Além disso, os preparativos não levam em consideração o fator dos drones, que ficam aglomerados no céu acima da linha de frente.
“Se eu fizesse apenas o que os militares ocidentais me ensinaram, estaria morto” diz Suleman, comandante do 78º Destacamento de Forças Especiais.
Ele diz que treinou com soldados americanos, britânicos e poloneses, e todos eles deram bons conselhos. Mas também houve “maus conselhos… como limpar trincheiras. Eu falei para eles: “Gente, é assim que eles vão nos matar”.
Os analistas do Royal United Services Institute (RUSI), Jack Watling e Nick Reynolds, que estudaram a operação ucraniana de duas semanas para retomar duas aldeias no sul do país, disseram num relatório recente que os combates demonstraram a necessidade de mais treino colectivo. Isto ajudaria no planeamento a nível de brigada, bem como nos comandantes de pelotão e companhia.
Há também a questão de como a Ucrânia mobiliza as suas forças mais experientes. No início deste ano, algumas autoridades norte-americanas criticaram Kiev por utilizar demasiado pessoal militar experiente numa defesa fútil de Bakhmut. A Rochan Consulting da Polónia, que também preparou uma avaliação detalhada da contra-ofensiva, acredita que a Ucrânia poderia ter feito mais este Verão se tivesse utilizado brigadas experientes apoiadas por armas da NATO em vez de brigadas recém-treinadas.
Numa nota mais positiva, Watling e Reynolds observam que com a artilharia padrão da NATO, a Ucrânia tornou-se melhor na detecção e destruição da artilharia inimiga com fogo de contra-bateria, uma vantagem decisiva que ajudará a compensar o maior número de armas da Rússia. Mas a vantagem da Ucrânia só durará se os seus aliados ocidentais expandirem a produção de munições e reduzirem o número de sistemas de artilharia que as tropas ucranianas devem utilizar. Também requer mais equipamento de remoção de minas e veículos blindados para proteger a infantaria.
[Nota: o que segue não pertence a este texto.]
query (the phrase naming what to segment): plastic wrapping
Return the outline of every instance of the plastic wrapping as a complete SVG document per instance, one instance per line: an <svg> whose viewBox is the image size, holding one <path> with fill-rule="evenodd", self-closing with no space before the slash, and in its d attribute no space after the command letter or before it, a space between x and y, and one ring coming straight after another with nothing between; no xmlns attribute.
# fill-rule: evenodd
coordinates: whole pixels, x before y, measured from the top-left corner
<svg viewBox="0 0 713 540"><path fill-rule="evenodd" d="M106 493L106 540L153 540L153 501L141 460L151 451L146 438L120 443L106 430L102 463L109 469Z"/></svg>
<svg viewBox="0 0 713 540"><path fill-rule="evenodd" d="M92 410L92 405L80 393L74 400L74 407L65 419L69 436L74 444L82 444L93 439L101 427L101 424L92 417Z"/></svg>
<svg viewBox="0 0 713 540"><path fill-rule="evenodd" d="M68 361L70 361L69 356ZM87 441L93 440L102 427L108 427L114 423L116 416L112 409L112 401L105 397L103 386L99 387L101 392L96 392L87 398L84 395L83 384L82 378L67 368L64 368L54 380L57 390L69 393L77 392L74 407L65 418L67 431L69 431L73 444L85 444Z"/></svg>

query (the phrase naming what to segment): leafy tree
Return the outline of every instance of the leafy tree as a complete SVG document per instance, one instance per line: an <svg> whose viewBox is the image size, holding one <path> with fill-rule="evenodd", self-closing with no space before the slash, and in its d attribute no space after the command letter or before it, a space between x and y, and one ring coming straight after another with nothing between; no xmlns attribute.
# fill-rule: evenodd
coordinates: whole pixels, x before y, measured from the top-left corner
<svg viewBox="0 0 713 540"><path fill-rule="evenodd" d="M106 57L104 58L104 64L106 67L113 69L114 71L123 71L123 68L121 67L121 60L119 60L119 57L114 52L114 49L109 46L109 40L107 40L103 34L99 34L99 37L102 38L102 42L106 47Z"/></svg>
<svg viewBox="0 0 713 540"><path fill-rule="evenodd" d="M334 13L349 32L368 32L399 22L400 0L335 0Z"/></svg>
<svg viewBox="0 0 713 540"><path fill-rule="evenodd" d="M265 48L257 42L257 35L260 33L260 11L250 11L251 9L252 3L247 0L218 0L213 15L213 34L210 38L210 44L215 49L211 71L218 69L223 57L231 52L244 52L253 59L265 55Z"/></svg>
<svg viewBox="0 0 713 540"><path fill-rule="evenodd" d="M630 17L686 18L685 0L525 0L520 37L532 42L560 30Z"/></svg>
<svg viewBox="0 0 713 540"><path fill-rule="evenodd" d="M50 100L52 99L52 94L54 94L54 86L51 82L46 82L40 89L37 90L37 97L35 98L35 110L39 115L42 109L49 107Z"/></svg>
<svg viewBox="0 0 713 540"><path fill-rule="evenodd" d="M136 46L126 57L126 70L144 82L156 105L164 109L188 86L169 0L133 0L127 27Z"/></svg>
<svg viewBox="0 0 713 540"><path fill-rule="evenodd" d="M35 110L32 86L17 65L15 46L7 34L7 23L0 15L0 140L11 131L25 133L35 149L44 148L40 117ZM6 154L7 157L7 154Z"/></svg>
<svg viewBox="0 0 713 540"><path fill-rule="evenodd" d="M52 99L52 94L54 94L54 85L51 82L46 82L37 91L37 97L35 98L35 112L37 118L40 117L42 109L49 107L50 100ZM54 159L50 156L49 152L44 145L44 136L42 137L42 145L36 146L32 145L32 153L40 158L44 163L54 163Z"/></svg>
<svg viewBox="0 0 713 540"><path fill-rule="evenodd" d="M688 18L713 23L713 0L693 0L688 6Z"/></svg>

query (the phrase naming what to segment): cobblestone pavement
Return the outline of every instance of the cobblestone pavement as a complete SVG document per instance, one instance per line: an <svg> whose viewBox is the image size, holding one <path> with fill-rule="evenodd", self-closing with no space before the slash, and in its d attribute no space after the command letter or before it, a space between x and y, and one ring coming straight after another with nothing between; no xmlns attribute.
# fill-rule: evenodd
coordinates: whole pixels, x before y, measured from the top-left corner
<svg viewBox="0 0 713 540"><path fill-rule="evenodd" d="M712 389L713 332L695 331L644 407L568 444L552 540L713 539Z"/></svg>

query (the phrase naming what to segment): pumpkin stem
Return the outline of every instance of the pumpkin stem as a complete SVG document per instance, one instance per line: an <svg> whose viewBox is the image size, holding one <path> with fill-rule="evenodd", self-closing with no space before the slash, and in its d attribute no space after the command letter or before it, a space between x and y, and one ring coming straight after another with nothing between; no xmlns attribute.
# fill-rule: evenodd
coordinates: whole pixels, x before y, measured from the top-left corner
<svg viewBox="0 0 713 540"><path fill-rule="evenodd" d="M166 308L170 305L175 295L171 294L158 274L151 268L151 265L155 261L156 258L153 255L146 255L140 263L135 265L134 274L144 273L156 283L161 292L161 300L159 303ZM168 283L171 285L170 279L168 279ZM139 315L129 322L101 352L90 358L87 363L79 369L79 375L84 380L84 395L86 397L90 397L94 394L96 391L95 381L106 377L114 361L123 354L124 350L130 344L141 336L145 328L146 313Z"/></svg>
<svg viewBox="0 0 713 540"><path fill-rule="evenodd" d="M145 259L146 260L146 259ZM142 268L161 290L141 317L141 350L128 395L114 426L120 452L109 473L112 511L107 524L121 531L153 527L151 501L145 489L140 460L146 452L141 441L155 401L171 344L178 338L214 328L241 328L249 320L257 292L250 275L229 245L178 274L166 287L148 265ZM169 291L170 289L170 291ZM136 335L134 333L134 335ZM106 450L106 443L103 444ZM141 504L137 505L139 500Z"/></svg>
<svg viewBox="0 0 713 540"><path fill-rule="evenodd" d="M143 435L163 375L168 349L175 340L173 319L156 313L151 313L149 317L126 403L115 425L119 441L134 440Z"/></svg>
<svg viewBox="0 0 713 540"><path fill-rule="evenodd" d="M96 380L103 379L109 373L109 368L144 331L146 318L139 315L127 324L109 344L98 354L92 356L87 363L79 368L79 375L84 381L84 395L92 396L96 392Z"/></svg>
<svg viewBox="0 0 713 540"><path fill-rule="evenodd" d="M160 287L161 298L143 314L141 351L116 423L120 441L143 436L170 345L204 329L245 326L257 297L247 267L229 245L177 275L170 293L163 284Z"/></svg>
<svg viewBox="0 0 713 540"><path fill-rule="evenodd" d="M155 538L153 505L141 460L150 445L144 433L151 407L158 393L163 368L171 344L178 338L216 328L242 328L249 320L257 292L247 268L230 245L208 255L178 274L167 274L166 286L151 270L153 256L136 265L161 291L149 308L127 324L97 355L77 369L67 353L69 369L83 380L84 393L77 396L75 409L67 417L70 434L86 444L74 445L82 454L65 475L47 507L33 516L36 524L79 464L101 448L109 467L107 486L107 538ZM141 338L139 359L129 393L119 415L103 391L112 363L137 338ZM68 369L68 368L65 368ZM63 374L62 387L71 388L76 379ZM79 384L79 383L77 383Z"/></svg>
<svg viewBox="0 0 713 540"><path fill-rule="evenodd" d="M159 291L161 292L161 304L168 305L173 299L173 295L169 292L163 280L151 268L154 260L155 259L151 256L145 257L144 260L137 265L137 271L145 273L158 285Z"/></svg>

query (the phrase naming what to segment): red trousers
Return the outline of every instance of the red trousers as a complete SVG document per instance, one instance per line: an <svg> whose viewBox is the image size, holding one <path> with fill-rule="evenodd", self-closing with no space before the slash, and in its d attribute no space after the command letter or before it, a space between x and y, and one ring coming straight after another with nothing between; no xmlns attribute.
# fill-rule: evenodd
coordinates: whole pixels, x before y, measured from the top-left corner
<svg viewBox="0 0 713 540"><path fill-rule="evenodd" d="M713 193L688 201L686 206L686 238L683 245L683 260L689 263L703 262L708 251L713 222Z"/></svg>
Finalmente, todos os analistas observam que as forças russas continuam a aprender com os seus adversários e a adaptar as suas tácticas, espalhando as suas linhas de apoio, fazendo maior uso de drones e rechaçando de forma mais eficaz os ataques ucranianos.

“A grande vantagem que a Rússia tem há mais de 18 meses é que agora respeita a nossa força e compreende a nossa verdadeira força.”diz o funcionário ucraniano.
“Em termos de flexibilidade, ainda temos vantagem sobre eles. Eles são bastante duros e sua estrutura de comando ainda é muito vertical. Isso significa que eles precisam de mais tempo para se adaptar às mudanças. Não devemos subestimá-los, não devemos pensar que são estúpidos. Fizeram algumas mudanças, como o uso generalizado de drones. Eles se adaptam, isso é fato.“, disse o chefe da Diretoria Principal de Inteligência, Kirill Budanov.
No próximo ano, a Ucrânia provavelmente receberá seus primeiros caças F-16. Eles ajudarão a Ucrânia a lutar pelo espaço aéreo, afastando a aviação russa da linha de frente. Mas esses aviões não darão necessariamente a Kiev uma vantagem aérea, dizem Kofman e Lee. No final, o curso da guerra será determinado pela forma como cada lado gere as suas reservas de mão-de-obra e equipamento.
“Nosso grande problema é a sustentabilidade. Esta é uma guerra por recursos“diz o funcionário ucraniano.
“Os militares raramente alcançam resultados decisivos, eles vencerão batalhas“, comentou um funcionário ocidental não identificado. Em conflitos de atrito como este, “a economia ganha a guerra”.